Kari looked down at her boots. “I, ah, lost it over the summer.”

“I’m sorry to hear that.” Her voice became brisk. “But the current policy prohibits teachers from lending school property to students for personal use.”

“I’ll be using it to take photos for the school newsletter,” Kari assured her. “That’s not personal. Please, I really need this.” Maybe a little honesty would help. “Without a camera, I feel . . . blind.”

Mrs. Skyler sighed. “I wish could help, Karise. However, even if I could get approval from the front office, I don’t have any cameras to lend out.”

That didn’t make sense; Kari knew the art teacher had at least four. “Who got here before me?”

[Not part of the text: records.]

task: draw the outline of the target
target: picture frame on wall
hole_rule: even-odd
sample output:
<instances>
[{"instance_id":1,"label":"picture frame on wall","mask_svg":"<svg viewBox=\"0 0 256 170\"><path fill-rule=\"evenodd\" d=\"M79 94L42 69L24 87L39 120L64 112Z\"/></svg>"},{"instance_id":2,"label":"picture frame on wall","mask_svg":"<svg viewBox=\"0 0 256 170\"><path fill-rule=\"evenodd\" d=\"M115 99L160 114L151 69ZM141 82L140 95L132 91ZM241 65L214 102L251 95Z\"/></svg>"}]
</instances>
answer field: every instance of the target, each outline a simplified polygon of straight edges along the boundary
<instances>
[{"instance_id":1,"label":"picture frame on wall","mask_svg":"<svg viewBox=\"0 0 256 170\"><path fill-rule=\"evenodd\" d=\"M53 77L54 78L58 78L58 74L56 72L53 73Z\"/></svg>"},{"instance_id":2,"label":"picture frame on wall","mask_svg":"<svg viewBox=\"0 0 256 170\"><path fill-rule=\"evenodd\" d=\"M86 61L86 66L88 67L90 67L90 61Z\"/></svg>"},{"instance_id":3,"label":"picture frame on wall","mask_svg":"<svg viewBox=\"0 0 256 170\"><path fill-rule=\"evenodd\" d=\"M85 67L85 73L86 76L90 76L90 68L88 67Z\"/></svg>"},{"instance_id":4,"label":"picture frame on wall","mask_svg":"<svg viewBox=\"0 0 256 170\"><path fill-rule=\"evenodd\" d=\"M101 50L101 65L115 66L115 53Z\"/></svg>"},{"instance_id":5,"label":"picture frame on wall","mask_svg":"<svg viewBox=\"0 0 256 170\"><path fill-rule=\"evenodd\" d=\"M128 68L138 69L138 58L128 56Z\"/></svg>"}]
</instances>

“Thieves,” the art teacher said. “Two were stolen over the summer and have yet to be recovered. The other two were signed out for the yearbook staff this morning before I got to school. They’ll be using them until at least February or March.”

“Principal Deaver is going to buy replacements for the two that were stolen, won’t he?” When the art teacher shook her head, Kari felt her stomach knot. “Right, I forgot. He’s a cheapskate.”

“Don’t go blaming Mr. Deaver now,” Mrs. Skyler chided. “The school board cut our funding again this year, and he has more important things to buy, like textbooks for the classrooms, and food for the lunch programs.” She hesitated before she added, “Talk to Mrs. Hopkins. I’m sure she’ll be happy to put a notice in the newsletter asking for the donation of a camera.”

It wasn’t a bad suggestion, but Kari knew that Mrs. Hopkins wouldn’t believe she’d lost her camera over the summer. “It’s okay. I’ll figure out something else.” She managed a wan smile, genuine this time. “Thanks.”

On her way out, she nearly blundered into someone walking in, and muttered an apology as she swerved to one side, banging into the door. A slim hand touched the underside of her forearm as she righted herself and looked up into heavenly blue eyes.

Connor Devlin. Again. And this time he was touching her. Holding onto her. Looking at her with concern.

“Are you all right?”

Golden Boy probably had fifteen cameras at home, Kari thought. Expensive ones. All gathering dust on the shelves next to his thousands of trophies. Resentment boiled over inside her as she yanked her arm free. “Get away from me.”

He lifted his hands, palms-out, and started to say something. “I need to—”

The bell rang, drowning him out, and Kari turned her back on him to head to her next class. Whatever Connor Devlin needed, he’d have to get it from someone else.